H4LA Support

This repository is a collection of notebooks, python modules, and data, addressing data literacy issues in the access the data project at H4LA. Hopefully it provides some ideas on analytic techniques and provides some guidance to the UX/UI team.

Introduction - Annotated Workflow

Let's start with a farily generic data science based workflow and some details for each step:

Initial questons, and data, will support the 311-data at H4LA. The 311-data site gets data from the API but I will be using a snapshot with similar data. I will use the personas identified in the 311 analysis to design the questions.

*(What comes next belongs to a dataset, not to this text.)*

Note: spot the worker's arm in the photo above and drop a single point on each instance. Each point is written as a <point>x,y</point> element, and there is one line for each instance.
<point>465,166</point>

My analysis is straight forward. I use standard python libraries for dataframes (and geodataframes) to map from file-based inputs to analytics ready data. I like to get a sense of what's in the data by understanding the semantics of the columns, dtypes, and missing values. For this 311-data set I need to convert the csv to a geodataframe for display and spatial analytics. These are all standard idioms for this data type. (Note: What kinds of questions, data fusion, ... does the geo enable?). Important libraries used in the analysis include pandas, geopandas, and numpy.

I'm developing/demonstrating with jupyter lab. Lab provides a rich environment for exploration, iteration, visualization... I make use of multiple widget packages to analyze and visualize the data. The key packages are ipywidgets, ipyleaflet, and (soon) bqplot. I think good dashboard design is a black art. I'm going to take some inspiration from the CfAtl ideas (well maybe GATech).

As any analysis unfolds new questions are always uncovered. This drives us to new and different sources of information for answers. Part of our research is uncovering information sources to address these new questions. Part of our understanding comes from applying different analytic techniques such as spatial, time series and crossfiltering. Our motivation is always about adding more structure to the data we have! Once I'm beyond the basics I propose to look at the following: 1) NC census data to "sort"/"select"/... NC's; 2) Land use data from LA county to determine relative percentage of residential vs commercial; and 3) Street network data to indicate road network complexity. These are all techniques to use contextual data from the NC's as an order/searching criteria for the 311-calls.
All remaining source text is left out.